悪役を買って出た令嬢の、賑やかで切なくて運命的な長い夜のお話
「そうだろうね、魔法なんかはもうすっかり御伽噺の世界の話だ。だけど……完全に消えた訳では無いんだよ」
 ゆっくりとした語り口に、エバはこれは真実の話なのだと確信し始めた。
 実際に、エバはここに来るまでに夜道にてんてんと咲く光る道標の花を見た。
 この花屋に並ぶ見たことも聞いたこともない、不思議な花たちだ。
 子供の頃から本が好きで、城の図書館に特別に通わせて貰っていた。
 何冊もの図鑑を飽きるほど眺めたが、一度もこんな個性的な花は見たことがない。
 そうして、アンドレアが紹介してくれたヒガンと名乗るエルフ族。
 エバは恐怖よりも、不思議な気持ちを感じていた。
 瞼の裏で炭酸の泡が弾けるように、物珍しいものが視界に飛び込んでくるたびに目の覚めるような新鮮な感覚。

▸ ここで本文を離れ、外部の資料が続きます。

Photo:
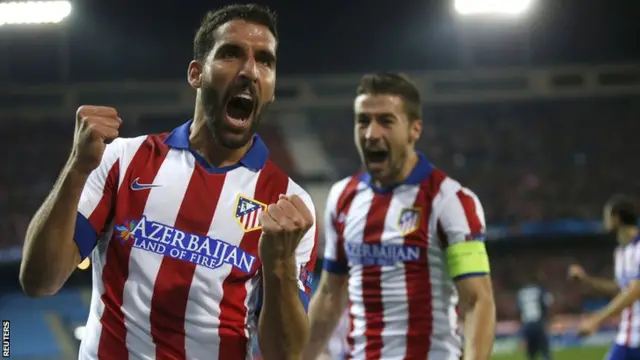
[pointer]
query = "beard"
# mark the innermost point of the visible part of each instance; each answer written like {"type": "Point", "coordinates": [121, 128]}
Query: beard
{"type": "Point", "coordinates": [214, 105]}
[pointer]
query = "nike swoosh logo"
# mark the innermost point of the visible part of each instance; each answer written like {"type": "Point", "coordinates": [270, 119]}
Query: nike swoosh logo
{"type": "Point", "coordinates": [136, 186]}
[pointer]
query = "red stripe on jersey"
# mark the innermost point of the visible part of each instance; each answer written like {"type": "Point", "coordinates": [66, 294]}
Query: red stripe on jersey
{"type": "Point", "coordinates": [417, 275]}
{"type": "Point", "coordinates": [100, 214]}
{"type": "Point", "coordinates": [129, 206]}
{"type": "Point", "coordinates": [233, 312]}
{"type": "Point", "coordinates": [371, 276]}
{"type": "Point", "coordinates": [173, 282]}
{"type": "Point", "coordinates": [310, 266]}
{"type": "Point", "coordinates": [469, 206]}
{"type": "Point", "coordinates": [342, 208]}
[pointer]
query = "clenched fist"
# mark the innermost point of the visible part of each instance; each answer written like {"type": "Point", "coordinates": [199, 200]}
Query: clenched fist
{"type": "Point", "coordinates": [576, 272]}
{"type": "Point", "coordinates": [283, 226]}
{"type": "Point", "coordinates": [96, 126]}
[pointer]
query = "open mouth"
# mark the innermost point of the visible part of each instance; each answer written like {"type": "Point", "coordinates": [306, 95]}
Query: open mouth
{"type": "Point", "coordinates": [239, 109]}
{"type": "Point", "coordinates": [376, 156]}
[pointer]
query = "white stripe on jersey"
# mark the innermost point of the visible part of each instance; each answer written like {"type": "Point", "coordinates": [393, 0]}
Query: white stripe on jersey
{"type": "Point", "coordinates": [627, 268]}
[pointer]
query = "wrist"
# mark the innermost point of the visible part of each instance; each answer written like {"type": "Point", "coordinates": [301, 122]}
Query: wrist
{"type": "Point", "coordinates": [75, 167]}
{"type": "Point", "coordinates": [280, 268]}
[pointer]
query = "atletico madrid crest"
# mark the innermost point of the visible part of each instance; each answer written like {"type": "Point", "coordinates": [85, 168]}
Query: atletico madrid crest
{"type": "Point", "coordinates": [248, 213]}
{"type": "Point", "coordinates": [409, 220]}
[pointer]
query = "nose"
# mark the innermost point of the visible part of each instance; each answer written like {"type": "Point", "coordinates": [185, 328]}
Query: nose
{"type": "Point", "coordinates": [249, 71]}
{"type": "Point", "coordinates": [373, 131]}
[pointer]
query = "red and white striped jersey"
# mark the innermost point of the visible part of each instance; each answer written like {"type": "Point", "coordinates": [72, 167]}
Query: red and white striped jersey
{"type": "Point", "coordinates": [174, 246]}
{"type": "Point", "coordinates": [338, 345]}
{"type": "Point", "coordinates": [392, 243]}
{"type": "Point", "coordinates": [627, 268]}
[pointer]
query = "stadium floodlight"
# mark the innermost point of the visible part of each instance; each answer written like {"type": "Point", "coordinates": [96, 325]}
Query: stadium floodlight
{"type": "Point", "coordinates": [492, 7]}
{"type": "Point", "coordinates": [34, 12]}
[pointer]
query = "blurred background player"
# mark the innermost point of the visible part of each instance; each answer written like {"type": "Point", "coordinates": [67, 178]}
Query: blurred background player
{"type": "Point", "coordinates": [404, 242]}
{"type": "Point", "coordinates": [534, 303]}
{"type": "Point", "coordinates": [621, 219]}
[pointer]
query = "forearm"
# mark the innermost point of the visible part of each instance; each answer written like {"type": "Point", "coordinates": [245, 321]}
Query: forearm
{"type": "Point", "coordinates": [479, 329]}
{"type": "Point", "coordinates": [601, 285]}
{"type": "Point", "coordinates": [49, 253]}
{"type": "Point", "coordinates": [283, 328]}
{"type": "Point", "coordinates": [325, 312]}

 しかし同時に、薄いうすいベールが掛けられていくようなぼんやりとした瞬間もある。
 知らない物を見た驚きが、ベールのおかげてマイルドに受け止められている。
 夢の入口。ベッドの中で目を閉じて、夢とうつつを行ったりきたりしている時間に似ている。
 アンドレア様に助けて貰ったあとから、時間がいつもよりもずっとゆっくり流れている。